Nella liturgia bizantina, il giorno dedicato al martirio dei due Santi  si ricorda il 1° del mese corrente. Poiché in questo giorno anche  i sancosmetani  si recavano un tempo nella vicina Schiavonea di Corigliano, in occasione della ricca fiera di Tutti  i Santi,  per rifornirsi di derrate alimentari e di generi necessari ad affrontare la lunga  stagione invernale,  da tempo la festa è slittata alla seconda domenica di  novembre. Lo studioso di storia arberesh, prof. Domenico Cassiano, in  “Strigàri”, una esauriente monografia data alle stampe qualche anno fa su commissione della Amministrazione comunale,  spiega le due diverse date della festa  (27 settembre e la seconda domenica di novembre) come la conseguenza dei forti attriti derivanti dalle incomprensioni e dalla divisione degli animi  maturati nei secoli scorsi tra la popolazione latina e quella di rito greco. Divisione diventata con il passare del tempo tanto acuta da indurre  le due parti a festeggiare gli stessi Santi separatamente.

Nel tardo pomeriggio di oggi e domani una suggestiva fiaccolata attraverserà il piccolo e grazioso paese, accompagnando in processione le statue dei Santi. Altro elemento peculiare di questa ricorrenza novembrina è l’uscita del “cavallo” dei Santi, costruito con stecche di canna ricoperte di carta velina.                                                                                             

Un ruolo importante nei tre giorni di  festa di settembre è svolto dal santuario .
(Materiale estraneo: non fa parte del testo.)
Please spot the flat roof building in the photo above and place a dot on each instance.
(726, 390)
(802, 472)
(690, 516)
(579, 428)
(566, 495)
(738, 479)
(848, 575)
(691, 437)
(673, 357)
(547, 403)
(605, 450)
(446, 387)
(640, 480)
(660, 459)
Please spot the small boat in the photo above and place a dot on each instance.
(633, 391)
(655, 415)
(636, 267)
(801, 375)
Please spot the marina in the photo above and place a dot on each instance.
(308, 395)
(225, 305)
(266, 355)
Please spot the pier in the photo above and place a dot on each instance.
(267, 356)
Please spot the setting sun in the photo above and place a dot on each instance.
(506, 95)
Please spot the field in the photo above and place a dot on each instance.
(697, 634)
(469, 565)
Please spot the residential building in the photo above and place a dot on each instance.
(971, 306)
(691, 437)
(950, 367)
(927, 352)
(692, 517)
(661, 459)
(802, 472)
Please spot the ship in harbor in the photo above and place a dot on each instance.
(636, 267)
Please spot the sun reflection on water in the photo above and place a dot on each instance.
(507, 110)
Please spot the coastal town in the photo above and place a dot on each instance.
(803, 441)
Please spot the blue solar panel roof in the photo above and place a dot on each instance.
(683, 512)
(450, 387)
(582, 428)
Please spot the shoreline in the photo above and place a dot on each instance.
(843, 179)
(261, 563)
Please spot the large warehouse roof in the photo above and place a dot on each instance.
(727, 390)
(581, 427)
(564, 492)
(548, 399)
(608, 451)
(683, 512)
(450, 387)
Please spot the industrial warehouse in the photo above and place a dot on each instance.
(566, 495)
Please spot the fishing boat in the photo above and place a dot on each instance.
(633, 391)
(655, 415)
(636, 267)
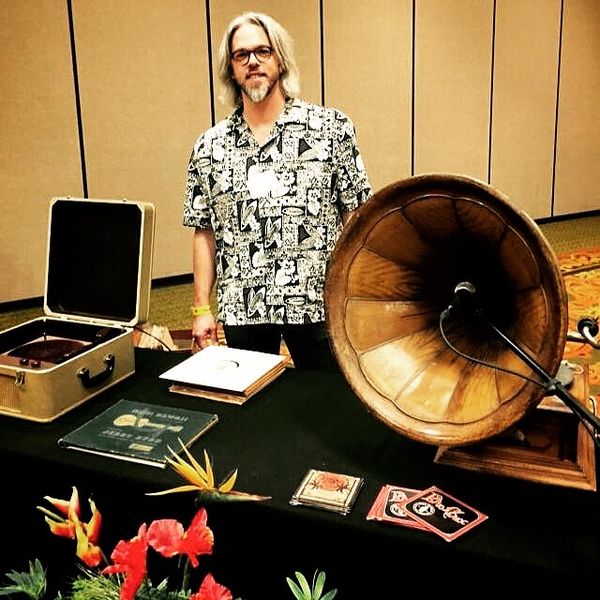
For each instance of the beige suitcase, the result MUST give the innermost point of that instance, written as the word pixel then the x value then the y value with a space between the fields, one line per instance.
pixel 98 275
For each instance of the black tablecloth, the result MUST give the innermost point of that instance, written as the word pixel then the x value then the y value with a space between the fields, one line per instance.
pixel 541 534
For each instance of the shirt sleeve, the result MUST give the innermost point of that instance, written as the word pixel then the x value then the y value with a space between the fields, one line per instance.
pixel 352 182
pixel 196 211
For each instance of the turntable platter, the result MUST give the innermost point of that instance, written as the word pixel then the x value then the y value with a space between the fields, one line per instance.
pixel 53 350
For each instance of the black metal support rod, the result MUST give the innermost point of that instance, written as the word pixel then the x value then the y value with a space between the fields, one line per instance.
pixel 552 385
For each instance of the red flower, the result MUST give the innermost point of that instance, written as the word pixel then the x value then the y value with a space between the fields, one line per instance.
pixel 168 537
pixel 130 558
pixel 211 590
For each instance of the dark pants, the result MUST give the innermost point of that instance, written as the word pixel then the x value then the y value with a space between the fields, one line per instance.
pixel 308 344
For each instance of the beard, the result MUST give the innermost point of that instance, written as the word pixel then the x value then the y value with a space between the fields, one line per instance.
pixel 258 91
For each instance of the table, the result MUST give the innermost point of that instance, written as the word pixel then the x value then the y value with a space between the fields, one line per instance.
pixel 542 534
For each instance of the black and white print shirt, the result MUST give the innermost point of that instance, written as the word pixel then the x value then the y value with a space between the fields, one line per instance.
pixel 275 209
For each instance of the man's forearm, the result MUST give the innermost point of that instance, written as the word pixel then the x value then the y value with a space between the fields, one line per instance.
pixel 203 265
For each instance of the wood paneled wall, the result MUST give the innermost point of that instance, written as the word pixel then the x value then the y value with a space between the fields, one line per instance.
pixel 105 99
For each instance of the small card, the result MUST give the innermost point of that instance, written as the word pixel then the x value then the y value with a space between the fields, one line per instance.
pixel 442 513
pixel 330 491
pixel 387 507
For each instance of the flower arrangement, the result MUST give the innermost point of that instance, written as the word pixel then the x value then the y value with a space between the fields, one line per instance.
pixel 125 576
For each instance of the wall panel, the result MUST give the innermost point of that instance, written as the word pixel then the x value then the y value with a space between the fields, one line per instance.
pixel 453 42
pixel 524 102
pixel 368 75
pixel 40 149
pixel 578 144
pixel 300 18
pixel 145 95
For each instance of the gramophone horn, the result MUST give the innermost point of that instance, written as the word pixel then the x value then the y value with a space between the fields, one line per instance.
pixel 394 271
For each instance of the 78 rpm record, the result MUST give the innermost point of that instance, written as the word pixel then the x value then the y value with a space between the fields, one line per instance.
pixel 54 351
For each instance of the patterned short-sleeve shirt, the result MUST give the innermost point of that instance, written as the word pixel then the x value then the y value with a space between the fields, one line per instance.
pixel 275 209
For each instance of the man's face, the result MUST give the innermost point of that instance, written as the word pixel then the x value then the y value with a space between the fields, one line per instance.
pixel 256 79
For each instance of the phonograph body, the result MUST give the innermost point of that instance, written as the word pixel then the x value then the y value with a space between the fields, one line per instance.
pixel 98 275
pixel 433 362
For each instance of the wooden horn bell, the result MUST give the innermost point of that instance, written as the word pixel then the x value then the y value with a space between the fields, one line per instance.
pixel 392 273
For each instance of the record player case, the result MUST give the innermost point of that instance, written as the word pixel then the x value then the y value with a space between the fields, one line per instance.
pixel 98 274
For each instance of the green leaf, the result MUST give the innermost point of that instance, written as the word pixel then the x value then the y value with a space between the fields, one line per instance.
pixel 318 584
pixel 304 585
pixel 295 589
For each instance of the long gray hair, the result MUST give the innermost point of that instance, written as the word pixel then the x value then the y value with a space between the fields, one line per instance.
pixel 283 48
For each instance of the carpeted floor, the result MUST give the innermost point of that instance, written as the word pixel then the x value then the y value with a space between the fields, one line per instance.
pixel 581 271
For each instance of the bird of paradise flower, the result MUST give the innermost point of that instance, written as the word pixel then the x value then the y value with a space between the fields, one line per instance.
pixel 202 480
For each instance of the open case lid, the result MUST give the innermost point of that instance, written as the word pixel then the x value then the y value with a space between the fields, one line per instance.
pixel 99 260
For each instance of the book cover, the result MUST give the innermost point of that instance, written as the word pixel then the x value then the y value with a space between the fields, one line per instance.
pixel 139 432
pixel 225 373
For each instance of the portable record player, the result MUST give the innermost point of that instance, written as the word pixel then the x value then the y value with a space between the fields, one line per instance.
pixel 98 275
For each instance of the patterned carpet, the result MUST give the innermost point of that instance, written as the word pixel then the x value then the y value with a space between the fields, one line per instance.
pixel 581 271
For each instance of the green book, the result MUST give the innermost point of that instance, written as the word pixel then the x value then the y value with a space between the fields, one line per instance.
pixel 139 432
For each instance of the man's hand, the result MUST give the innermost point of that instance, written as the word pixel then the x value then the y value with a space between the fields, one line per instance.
pixel 204 332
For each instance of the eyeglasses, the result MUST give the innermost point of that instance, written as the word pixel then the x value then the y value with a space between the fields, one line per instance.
pixel 261 53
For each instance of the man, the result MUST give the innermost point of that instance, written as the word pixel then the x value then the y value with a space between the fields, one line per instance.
pixel 268 190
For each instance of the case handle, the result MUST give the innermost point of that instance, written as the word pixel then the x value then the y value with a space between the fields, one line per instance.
pixel 89 381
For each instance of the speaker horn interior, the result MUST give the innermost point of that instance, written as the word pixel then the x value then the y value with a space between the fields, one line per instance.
pixel 395 269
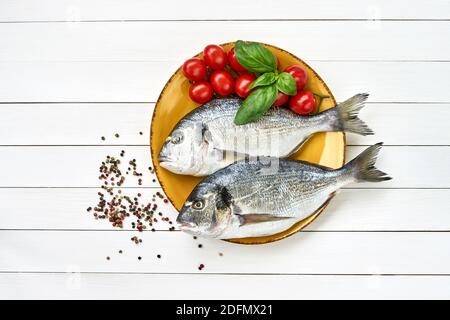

Il generoso concorso di fedeli,  l’impegno operoso del clero e della commissione festeggiamenti negli ultimi anni  hanno consentito di portare a compimento rilevanti interventi strutturali, di adattare il tempio alle esigenze liturgiche del rito greco e realizzare un ciclo pittorico di pregevole fattura, ispirato alla migliore tradizione dell’arte sacra bizantina (foto) . L’edificio sacro è ogni anno meta di migliaia di pellegrini provenienti da tutto il comprensorio, molti dei quali anche a piedi, in segno di ringraziamento per una grazia ricevuta; sulla scia di una radicata usanza che non conosce appannamenti.

Altro vanto della comunità sancosmetana è l’attigua “Casa del pellegrino”. L’ampia struttura eretta qualche anno fa è dotata di tutti i servizi necessari per garantire  un adeguato e dignitoso alloggio all’intenso afflusso di pellegrini nel periodo della festa patronale, ma anche ai visitatori che giungono durante l’anno, specialmente nei mesi estivi.

I fratelli (forse gemelli) Cosma e Damiano, vissuti in Siria nel III secolo in tempi molto difficili per i cristiani, erano chiamati “santi senza denaro” o “anargiri”, in quanto praticavano la medicina curando i più poveri e gli abbandonati senza chiedere compensi. Durante una persecuzione contro i cristiani furono sottoposti a diverse dolorosissime prove, quali la fustigazione, l’annegamento, l’immersione nella fornace ardente, la lapidazione, in ultimo la decapitazione.